Symptomatic disease is most likely to develop when concurrent stressors, such as reductions in food availability and weight loss, are present. Affected birds appear disoriented and are reluctant to fly. Birds then collapse, and quickly die. The entire clinical course lasts only 2 to 3 hours (Kirkwood 1995).
- Salmonellosis can be transmitted to avian veterinarians and related health care workers by handling infected birds
Direct contact with songbirds and their feces is an important source of disease, however salmonellosis outbreaks have also been reported in humans that do not work directly with birds. One outbreak was traced back to a human kitchen where food was prepared in a large, barn-like building where sparrows could freely enter and roost.
Salmonellosis secondary to songbird fecal contamination has also been documented in horses and cattle, although one study set in California dairies concluded that wild birds were not important reservoirs of Salmonella spp. (Kirk 2002). Equine infections in one veterinary hospital, were traced back to barns where sparrows foraged in horse feed (Woebeser 1969).
- Small animal veterinarians are also at risk through exposure to domestic cats infected by preying upon sick birds
Domestic cats are believed to be responsible for killing millions of passerines annually.

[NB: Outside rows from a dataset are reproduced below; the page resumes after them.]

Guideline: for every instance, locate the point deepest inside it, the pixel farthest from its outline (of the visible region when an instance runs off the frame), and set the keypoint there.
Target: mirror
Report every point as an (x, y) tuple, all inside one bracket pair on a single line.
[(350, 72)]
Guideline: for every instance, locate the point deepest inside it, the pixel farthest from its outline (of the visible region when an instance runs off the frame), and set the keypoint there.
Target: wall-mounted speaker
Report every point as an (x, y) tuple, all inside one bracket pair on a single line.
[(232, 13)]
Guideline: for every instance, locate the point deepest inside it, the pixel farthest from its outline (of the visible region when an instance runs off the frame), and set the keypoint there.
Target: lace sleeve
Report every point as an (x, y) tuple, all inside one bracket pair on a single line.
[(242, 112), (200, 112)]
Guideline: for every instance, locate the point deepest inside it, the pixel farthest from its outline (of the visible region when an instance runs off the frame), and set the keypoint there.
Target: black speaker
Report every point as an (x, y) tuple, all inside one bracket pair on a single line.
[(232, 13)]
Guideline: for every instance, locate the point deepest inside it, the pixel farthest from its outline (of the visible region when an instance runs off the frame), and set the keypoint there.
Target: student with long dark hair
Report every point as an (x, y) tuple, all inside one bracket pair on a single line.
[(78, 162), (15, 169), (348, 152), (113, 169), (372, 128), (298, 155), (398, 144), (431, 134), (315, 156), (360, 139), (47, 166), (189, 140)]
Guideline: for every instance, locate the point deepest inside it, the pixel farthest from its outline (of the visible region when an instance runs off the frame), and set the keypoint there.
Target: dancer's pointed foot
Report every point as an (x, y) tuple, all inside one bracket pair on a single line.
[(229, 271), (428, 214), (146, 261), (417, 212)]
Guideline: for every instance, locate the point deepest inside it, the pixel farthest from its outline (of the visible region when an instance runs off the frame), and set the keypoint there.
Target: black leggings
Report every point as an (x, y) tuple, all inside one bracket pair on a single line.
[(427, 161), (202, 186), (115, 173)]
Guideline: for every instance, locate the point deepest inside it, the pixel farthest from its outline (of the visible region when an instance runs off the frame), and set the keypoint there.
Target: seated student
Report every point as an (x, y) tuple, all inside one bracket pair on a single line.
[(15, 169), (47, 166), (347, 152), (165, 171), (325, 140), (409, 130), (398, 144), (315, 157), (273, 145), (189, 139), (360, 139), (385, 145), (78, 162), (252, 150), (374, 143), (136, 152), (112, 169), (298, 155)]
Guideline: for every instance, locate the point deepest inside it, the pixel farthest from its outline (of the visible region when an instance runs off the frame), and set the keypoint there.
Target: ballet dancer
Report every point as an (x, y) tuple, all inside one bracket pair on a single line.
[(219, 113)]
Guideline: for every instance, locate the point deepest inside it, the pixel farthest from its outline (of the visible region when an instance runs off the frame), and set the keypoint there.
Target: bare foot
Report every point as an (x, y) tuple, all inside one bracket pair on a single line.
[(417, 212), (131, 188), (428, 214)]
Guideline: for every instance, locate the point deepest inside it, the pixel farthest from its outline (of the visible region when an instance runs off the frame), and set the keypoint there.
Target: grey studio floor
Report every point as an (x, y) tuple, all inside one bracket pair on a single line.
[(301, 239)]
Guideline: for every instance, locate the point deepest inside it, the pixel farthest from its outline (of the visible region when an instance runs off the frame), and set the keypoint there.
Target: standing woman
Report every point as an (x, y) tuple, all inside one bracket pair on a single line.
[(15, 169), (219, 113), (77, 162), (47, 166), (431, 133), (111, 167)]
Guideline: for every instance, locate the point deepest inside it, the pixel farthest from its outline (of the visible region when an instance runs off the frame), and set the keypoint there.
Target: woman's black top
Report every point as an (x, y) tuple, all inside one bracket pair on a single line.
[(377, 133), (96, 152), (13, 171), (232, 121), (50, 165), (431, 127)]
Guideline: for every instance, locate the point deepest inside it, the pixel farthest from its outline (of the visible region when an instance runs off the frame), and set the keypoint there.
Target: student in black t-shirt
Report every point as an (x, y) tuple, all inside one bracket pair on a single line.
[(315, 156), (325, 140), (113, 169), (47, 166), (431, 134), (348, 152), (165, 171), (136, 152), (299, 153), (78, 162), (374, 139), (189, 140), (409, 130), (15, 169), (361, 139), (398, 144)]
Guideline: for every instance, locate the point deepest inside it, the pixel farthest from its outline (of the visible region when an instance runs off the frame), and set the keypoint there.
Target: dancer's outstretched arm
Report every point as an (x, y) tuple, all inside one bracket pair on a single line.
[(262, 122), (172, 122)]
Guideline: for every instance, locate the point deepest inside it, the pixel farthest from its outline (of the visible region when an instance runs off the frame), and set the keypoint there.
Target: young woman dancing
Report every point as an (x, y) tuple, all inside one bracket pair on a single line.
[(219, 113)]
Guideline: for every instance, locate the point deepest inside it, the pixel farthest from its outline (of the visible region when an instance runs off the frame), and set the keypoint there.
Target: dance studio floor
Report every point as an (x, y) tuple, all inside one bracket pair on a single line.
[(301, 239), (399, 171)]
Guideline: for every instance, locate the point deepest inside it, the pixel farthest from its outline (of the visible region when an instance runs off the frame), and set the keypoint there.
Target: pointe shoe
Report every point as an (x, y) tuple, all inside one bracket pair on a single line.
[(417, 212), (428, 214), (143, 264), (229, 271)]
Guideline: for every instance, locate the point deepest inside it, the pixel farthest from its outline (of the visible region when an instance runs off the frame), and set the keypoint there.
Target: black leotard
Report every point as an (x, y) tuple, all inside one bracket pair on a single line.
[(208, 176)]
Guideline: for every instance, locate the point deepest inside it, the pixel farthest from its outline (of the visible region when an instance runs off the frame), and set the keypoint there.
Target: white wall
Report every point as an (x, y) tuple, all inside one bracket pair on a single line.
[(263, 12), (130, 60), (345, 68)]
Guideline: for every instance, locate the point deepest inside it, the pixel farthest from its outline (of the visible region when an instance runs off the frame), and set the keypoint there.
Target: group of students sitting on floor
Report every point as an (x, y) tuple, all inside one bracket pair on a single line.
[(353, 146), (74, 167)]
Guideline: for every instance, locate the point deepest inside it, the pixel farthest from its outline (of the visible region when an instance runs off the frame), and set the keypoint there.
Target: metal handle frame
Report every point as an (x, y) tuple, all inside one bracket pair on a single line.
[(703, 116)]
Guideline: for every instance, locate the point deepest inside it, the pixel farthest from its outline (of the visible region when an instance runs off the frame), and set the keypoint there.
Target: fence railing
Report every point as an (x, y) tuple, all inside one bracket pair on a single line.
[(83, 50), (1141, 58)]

Illness secondary to eating wild songbirds can be a regular springtime event in cats allowed outdoors in the northeastern United States. After a 2 to 5 day incubation period, cats with “songbird fever” can exhibit anorexia, lethargy, vomiting, bloody diarrhea , and fever for 2 to 7 days. Disease can be fatal in the immunosuppressed, and even in the immune competent complete convalescence can take up to 3 weeks (Tizard 2004, Scott 1988).
- Bird feeder use can perpetuate salmonellosis in songbird populations
Bird feeders can attract large numbers of birds to feeders. Birds then contaminate feeders by passing relatively large amounts of feces in and around feeder sites. Feeders must be regularly cleaned and disinfected. Tizard (2004) has recommended that feeders be sanitized every 2 weeks using a utility sink or bucket—not the kitchen sink or bathtub! Additionally feeders that promote fecal contamination, such as platform feeders, should not be selected (Fig 3).
In addition to contamination of bird feeders, bacterial contamination of commercial seeds may explain some outbreaks of salmonellosis in passerine birds.
- Salmonella has also been isolated from caged passerines
Salmonella typhimurium var. copenhagen is a common cause of granulomatous ingluvitis in European finches such as the snowfinch (Montifringilla nivalis) and chaffinch (Fringilla coelebs). High mortalities caused by Salmonella enterica serovar Typhimurium were also recently reported in 17 canary flocks from different regions of Tehran, Iran (Madadgar 2009). Necropsy and histopathology revealed necrotic hepatitis and congestive septicemia.
It is important for animal health care professionals to recognize the potential hazards of working with passerine birds so that appropriate measures can be taken to minimize the risk of contracting disease. Wild bird isolates of Salmonella enterica serotype typhimurium may not represent a large zoonotic risk to the general population, however the vast majority of sick and dying songbirds harbor this microbe.